Prosecutors Appeal To City Council For Support
Queens District Attorney Richard A. Brown, joined by the city’s other district attorneys and Special Narcotics Prosecutor Bridget G. Brennan, last week urged the city to restore previous cuts to prosecutors’ budgets and fund new initiatives.
In testimony before the City Council’s Committee on Public Safety, Brown said that “while we have been able to make significant strides in stabilizing the District Attorneys’ budgets and in restoring- at least to some degree-the devastating cuts suffered by each of our offices following the tragic events of Sept. 11, 2011, we very much need your continued support to insure that we have the resources that we need to continue to rebuild and to fulfill our constitutional and statutory obligations-and to continue to improve the quality of the lives of the counties that we represent.”
In discussing the fiscal challenges facing his office, Brown said, “I think it is important to note that we still have a long road ahead of us as we begin the process of re-building. While we have received some restorations-and some new initiative funding-we are still about $2 million behind where we started in Fiscal 2002-or the equivalent of about 30 new full-time attorneys.”
Brown continued, “Secondly, a good portion of the new funding that we received was needed to address our continuing structural deficit in funding. This has been due to many factors, including the long term impact of the budget reductions that we have taken over the years; the loss of other available federal, state and local funding and grant streams; the re-deployment of existing resources away from our core case processing mission to new initiatives undertaken at the request of the city; and finally to rising OTPS (other than personal services) costs.”
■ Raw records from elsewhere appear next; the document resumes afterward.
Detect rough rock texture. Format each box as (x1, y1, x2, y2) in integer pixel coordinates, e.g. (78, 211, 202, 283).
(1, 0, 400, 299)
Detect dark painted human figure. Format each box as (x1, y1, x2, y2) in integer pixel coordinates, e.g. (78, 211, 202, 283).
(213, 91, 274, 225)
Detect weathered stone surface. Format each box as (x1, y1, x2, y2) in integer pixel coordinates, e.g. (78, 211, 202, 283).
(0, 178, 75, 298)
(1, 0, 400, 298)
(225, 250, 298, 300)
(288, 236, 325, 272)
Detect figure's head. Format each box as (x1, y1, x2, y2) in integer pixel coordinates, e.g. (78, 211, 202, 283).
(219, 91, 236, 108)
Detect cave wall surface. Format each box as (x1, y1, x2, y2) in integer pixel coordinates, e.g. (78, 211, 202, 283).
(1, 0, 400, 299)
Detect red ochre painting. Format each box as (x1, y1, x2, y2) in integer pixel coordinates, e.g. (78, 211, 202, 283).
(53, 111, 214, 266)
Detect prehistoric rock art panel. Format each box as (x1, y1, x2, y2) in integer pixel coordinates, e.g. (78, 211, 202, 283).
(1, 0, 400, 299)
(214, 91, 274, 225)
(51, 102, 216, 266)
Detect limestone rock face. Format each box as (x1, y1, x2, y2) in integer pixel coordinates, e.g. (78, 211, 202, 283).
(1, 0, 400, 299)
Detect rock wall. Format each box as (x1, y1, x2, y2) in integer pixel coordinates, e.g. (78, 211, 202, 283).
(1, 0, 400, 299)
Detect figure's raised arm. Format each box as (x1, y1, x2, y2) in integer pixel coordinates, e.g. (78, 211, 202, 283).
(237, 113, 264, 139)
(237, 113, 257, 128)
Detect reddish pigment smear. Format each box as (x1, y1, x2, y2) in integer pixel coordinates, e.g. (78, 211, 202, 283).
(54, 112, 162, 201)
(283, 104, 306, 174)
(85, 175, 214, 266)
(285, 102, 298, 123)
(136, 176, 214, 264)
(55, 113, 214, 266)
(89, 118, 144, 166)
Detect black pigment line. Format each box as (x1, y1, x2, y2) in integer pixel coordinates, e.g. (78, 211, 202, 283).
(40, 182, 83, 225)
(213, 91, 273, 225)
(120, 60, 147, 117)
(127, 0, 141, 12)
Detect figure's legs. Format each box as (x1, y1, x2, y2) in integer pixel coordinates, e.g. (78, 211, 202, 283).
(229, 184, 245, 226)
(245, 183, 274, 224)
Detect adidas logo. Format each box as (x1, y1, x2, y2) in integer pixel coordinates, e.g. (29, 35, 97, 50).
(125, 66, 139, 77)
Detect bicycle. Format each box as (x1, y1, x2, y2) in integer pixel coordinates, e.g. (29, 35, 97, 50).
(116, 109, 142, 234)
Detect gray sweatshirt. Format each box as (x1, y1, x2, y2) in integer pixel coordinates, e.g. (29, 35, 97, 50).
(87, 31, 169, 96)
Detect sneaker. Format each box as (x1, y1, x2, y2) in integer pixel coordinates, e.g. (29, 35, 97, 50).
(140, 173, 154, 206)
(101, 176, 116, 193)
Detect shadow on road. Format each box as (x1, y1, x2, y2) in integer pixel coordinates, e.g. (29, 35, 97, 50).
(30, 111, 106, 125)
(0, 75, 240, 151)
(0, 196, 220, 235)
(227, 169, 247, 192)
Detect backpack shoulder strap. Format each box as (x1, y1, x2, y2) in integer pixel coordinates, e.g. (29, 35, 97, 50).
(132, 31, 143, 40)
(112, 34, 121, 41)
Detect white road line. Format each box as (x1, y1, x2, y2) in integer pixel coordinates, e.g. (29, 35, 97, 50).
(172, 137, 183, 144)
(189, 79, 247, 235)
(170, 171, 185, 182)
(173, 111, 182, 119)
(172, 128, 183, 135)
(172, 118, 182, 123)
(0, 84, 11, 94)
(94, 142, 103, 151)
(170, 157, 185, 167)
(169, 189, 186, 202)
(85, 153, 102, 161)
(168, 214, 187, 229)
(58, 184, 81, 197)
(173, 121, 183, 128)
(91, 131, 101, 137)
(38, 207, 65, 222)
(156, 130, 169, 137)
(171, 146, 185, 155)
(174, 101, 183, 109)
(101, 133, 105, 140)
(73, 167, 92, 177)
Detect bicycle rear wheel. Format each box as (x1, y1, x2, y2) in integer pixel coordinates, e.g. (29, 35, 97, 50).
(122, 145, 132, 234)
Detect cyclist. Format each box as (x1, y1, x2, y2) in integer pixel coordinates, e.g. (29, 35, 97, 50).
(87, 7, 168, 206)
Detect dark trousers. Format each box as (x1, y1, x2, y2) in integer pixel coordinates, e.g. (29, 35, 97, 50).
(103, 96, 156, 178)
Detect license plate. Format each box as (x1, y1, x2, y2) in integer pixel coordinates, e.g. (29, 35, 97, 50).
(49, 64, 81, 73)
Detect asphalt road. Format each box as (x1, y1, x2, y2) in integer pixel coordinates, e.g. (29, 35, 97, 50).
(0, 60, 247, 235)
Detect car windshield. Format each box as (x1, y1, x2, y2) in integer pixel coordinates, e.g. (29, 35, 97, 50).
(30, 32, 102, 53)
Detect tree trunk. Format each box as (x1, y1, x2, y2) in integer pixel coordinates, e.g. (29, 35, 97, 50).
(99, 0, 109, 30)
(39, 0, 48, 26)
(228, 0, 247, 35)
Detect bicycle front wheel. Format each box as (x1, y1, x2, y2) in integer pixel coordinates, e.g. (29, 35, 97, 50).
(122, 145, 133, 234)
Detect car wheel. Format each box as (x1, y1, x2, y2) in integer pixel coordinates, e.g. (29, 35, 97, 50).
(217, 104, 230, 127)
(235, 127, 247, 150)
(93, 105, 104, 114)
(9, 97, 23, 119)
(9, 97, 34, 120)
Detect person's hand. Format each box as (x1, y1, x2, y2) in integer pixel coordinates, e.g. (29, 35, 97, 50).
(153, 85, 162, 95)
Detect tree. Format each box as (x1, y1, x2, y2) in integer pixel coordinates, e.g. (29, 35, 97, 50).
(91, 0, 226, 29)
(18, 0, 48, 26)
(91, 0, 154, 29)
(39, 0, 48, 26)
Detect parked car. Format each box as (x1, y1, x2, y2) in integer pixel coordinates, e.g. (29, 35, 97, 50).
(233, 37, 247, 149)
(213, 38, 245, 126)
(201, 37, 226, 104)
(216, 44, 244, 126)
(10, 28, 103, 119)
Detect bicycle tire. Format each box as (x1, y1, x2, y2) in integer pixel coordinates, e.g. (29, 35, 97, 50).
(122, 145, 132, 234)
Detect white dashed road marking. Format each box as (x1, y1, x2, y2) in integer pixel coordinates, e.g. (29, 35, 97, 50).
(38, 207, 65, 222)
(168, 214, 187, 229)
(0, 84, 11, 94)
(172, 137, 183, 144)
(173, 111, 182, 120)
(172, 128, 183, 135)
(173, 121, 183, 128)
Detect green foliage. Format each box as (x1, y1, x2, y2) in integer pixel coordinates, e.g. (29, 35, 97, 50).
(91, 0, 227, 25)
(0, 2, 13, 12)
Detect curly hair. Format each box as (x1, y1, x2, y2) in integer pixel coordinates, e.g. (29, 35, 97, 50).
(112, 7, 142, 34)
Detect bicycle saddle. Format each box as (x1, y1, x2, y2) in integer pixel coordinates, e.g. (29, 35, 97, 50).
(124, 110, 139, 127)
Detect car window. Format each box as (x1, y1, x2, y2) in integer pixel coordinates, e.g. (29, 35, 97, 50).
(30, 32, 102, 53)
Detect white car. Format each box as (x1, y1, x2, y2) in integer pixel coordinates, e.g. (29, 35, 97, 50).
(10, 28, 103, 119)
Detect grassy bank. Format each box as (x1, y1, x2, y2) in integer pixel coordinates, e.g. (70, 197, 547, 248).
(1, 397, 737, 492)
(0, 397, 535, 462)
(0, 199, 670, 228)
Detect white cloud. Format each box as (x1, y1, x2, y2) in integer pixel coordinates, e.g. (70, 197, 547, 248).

The district attorney pointed out to the council that there were quite a few new and emerging crime trends for which the office needed funding support.
“For example, computer crimes programs to address the burgeoning problem of identity theft, credit card and telemarketing scams and, in particular, to focus on the tremendous growth in Internet-based sexual exploitation of children; youth antiviolence and crime prevention initiatives; gang activity; and the growing problem of financial exploitation crimes-particularly those targeting the elderly such as identity theft, credit card fraud, familial/caregiver thefts and ‘sweetheart’ swindles,” he said.
In conclusion, district attorney Brown told the Council, “For many years, more than half of my staff has been scattered in offices in the area of the Queens Courthouse, costing the city nearly $3 million a year in lease payments and contributing to a loss of work hours and productivity each time prosecutors must appear in court or attend meetings with senior staff. It doesn’t make fiscal sense- especially when sitting adjacent to my office, literally just a wall away, is the shuttered ten-storied Queens House of Detention, which has been vacant for a dozen years. By renovating the House of Detention into usable office space for my staff, the cost-benefit of such a consolidation would mean an elimination of our lease payments and the reduction of duplicate overhead costs, as well as an increase in staff productivity and the added savings of the city not having to pay to maintain an empty building.”